Bij aankomst was het al donker geworden. Straatlantaarns verlichtte de geplaveiden straten. Mos en onkruid groeide tussen de groeven door. De stilte deed haar een beetje denken aan Solaceon Town, het dorp waar haar oma woonde. Ook daar was het ‘s nachts rustig. Nocturne keek omhoog naar de wassende maan en zette zijn haren op alsof hij poseerde in het maanlicht wat op zijn vachtje scheen. Pleb kwam iet wat slaperig uit de reismand gekropen en kronkelde naar haar zijde. Voor het eerst was Cerys blij dat ze haar lelijke uniform droeg. Als die vies werd dan gaf dat immers niet. Nee, stel dat ze haar mooie kleren zou moeten opofferen om een Furfrou van een arrogante dame te gaan halen? O, de schande! Onder andere omstandigheden zou Cerys prima hebben kunnen opschieten met de dame in kwestie. Hun ideeën zouden best nog wel eens overeen kunnen komen. Cerys liep het pad af, haar lelijke Crescent Moonlaarzen maakte zacht bonkende geluiden op de keien en herinnerde er maar weer aan hoe onelegant ze eruit zag in deze outfit. Ze liep de Great Marsh binnen en liet haar legitimatie zien aan de nachtwachter bij de ingang. Na kort de situatie te hebben uitgelegd, liet hij Cerys naar binnen maar waarschuwde wel dat sommigen pokémon er niet aan gewend waren dat ‘s avonds mensen hun territorium bezochten. Een handjevol pokémon werd alleen actief bij het vallen van de avond en tegen die tijd ging het park alweer dicht.
Bij de rand van het moeras bleef ze staan en nam ze het tafereel in zich op. Het was tien keer erger dan Cerys had kunnen voorstellen. Het was nagenoeg aardedonker. Het enige licht waar ze op af konden gaan, was afkomstig van de maan en haar eigen zaklamp, en het weinige licht dat uit haar zaklamp kwam, scheen op zompige ondergronden, drassige paden en water. Veel water. Cerys wierp één blik op haar laarzen en daarna op haar vingers met haar rood gelakte nageltjes. Ze stuurde Pleb vooruit. Haar aaltje leek het water en de modder allerminst erg te vinden.
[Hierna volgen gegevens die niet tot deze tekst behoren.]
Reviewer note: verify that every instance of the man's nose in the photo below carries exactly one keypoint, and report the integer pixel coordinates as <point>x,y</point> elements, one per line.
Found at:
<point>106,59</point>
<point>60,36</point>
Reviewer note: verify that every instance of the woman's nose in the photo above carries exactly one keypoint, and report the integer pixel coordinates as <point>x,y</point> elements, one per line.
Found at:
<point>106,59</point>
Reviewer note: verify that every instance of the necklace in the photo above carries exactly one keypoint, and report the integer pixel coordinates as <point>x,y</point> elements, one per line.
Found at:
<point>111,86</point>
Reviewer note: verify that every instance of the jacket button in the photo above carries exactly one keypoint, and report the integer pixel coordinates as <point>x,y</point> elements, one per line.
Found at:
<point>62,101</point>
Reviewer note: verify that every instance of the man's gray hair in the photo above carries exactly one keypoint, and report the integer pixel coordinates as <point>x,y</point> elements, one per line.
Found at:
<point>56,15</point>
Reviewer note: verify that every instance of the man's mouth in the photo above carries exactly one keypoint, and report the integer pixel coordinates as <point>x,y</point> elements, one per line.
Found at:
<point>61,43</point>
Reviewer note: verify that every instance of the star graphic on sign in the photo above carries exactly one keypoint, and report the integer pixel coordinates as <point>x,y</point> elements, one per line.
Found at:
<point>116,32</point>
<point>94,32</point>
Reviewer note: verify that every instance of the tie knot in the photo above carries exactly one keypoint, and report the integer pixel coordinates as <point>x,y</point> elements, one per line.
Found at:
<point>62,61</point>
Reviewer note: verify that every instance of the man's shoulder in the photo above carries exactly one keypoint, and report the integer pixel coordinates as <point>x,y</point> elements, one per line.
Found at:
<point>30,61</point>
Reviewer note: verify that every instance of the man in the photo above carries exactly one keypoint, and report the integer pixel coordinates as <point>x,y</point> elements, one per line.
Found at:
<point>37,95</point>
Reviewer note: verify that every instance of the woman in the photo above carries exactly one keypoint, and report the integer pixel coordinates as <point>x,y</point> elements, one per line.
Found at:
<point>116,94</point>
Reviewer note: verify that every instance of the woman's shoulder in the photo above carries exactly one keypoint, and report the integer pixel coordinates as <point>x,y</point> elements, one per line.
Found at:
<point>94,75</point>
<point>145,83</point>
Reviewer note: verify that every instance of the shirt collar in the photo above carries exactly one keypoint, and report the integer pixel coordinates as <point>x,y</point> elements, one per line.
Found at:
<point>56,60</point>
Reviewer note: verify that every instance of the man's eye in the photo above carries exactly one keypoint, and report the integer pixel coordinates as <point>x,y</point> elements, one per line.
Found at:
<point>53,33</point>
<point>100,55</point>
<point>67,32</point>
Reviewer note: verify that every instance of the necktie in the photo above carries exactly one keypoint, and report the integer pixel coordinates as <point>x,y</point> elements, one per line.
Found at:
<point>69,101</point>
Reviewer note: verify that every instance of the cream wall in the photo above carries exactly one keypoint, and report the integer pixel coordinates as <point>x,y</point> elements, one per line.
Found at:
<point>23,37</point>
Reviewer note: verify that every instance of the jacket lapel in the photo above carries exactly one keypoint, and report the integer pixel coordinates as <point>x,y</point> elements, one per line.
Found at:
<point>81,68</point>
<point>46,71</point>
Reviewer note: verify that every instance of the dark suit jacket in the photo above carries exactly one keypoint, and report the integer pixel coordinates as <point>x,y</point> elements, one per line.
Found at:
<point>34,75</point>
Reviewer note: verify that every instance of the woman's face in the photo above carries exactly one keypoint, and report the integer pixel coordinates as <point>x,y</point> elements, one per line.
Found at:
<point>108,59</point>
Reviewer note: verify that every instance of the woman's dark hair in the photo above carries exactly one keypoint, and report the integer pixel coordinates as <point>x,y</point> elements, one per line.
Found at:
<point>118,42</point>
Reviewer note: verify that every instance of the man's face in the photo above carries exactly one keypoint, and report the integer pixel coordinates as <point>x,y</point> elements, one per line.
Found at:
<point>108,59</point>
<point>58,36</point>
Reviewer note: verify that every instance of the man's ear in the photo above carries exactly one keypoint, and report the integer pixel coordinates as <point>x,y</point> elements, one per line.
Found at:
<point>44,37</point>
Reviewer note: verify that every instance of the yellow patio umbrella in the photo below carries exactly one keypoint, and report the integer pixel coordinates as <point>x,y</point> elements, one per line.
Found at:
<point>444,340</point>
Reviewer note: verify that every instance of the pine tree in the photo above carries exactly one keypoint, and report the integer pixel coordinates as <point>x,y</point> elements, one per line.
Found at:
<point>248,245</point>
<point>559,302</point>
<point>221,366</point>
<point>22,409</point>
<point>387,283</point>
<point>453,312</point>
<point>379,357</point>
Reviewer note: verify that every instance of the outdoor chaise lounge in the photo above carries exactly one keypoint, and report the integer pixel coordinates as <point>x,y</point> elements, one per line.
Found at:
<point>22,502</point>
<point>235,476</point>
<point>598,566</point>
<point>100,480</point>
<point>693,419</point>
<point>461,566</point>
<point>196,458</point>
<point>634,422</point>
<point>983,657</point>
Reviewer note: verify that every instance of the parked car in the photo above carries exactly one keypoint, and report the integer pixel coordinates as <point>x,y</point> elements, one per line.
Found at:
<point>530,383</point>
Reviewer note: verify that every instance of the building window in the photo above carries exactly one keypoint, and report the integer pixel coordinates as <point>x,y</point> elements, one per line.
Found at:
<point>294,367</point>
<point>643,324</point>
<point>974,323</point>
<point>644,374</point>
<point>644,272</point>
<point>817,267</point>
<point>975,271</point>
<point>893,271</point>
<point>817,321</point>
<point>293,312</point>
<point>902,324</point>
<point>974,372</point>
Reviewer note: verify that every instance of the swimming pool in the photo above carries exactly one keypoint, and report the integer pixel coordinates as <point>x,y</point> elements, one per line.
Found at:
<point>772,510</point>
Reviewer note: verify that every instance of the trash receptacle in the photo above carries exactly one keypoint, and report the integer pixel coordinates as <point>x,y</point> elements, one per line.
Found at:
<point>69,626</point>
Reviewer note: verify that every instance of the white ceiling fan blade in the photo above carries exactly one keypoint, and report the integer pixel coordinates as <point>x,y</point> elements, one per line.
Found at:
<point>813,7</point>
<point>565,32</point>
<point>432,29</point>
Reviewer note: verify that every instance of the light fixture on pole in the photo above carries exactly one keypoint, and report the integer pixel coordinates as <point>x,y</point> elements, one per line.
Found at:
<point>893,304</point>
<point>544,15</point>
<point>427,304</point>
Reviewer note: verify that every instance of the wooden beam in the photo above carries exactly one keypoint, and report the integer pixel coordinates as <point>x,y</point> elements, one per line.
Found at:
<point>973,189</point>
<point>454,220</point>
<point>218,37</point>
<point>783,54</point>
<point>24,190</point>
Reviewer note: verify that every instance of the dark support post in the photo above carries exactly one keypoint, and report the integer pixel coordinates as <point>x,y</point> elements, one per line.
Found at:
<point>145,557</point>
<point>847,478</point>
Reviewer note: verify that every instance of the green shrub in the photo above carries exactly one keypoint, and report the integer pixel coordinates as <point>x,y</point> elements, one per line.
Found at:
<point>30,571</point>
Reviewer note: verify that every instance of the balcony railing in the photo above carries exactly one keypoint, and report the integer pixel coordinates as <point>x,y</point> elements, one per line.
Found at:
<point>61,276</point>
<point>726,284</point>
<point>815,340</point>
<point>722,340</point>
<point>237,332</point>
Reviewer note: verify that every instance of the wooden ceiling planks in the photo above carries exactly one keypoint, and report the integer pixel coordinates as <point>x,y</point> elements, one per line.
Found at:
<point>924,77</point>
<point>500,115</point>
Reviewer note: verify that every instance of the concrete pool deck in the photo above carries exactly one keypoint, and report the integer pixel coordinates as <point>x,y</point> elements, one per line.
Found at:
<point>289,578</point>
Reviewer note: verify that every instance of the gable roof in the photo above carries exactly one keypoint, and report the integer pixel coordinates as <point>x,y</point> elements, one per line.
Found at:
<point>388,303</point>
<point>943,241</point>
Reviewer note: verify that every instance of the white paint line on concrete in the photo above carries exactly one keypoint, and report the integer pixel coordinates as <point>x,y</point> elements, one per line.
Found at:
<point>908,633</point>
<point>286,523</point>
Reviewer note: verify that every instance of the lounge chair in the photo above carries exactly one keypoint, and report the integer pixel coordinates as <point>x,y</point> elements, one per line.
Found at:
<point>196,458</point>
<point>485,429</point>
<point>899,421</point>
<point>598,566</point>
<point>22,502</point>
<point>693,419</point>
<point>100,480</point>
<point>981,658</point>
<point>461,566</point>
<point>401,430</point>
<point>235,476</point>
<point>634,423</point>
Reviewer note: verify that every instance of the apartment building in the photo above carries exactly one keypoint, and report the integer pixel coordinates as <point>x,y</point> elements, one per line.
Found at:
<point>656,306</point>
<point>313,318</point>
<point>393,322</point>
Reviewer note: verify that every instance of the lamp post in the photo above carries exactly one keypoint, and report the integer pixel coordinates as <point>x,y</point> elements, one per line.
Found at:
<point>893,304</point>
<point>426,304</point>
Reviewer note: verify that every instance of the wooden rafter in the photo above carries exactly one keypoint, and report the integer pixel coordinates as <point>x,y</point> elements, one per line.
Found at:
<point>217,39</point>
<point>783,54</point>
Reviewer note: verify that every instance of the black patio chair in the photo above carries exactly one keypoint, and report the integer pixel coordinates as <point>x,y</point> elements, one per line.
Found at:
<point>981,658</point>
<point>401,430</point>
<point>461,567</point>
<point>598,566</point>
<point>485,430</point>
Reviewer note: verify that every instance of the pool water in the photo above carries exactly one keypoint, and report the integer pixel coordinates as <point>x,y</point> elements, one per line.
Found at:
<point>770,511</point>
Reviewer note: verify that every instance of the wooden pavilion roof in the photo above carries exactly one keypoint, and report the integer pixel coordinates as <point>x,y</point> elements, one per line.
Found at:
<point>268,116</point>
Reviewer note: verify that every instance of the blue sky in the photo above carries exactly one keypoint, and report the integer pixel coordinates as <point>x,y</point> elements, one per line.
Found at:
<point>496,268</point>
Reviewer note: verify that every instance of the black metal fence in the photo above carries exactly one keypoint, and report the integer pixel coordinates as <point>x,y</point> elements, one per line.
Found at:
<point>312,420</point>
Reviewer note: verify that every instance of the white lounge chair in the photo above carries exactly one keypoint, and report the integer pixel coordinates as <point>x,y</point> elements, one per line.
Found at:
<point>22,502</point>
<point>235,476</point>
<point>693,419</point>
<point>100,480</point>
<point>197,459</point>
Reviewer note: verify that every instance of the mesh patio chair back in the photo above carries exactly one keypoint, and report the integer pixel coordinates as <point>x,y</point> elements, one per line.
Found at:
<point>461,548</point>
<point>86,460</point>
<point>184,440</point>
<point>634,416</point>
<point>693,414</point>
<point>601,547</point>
Nocturne bleef dicht bij haar en had het niet zo op de enge geluiden die af en toe op klonken uit het donker. Cerys voelde zich veilig met de wetenschap dat haar roze Dratini alles wat hun maar kwam aanvallen kon afweren met zijn twister. Op Nocturne vertrouwde ze niet zo erg. Voorzichtig begon ze te lopen, scheen haar zaklamp recht vooruit en begon te roepen. “Furfrou! Furfrou, kom maar hier!”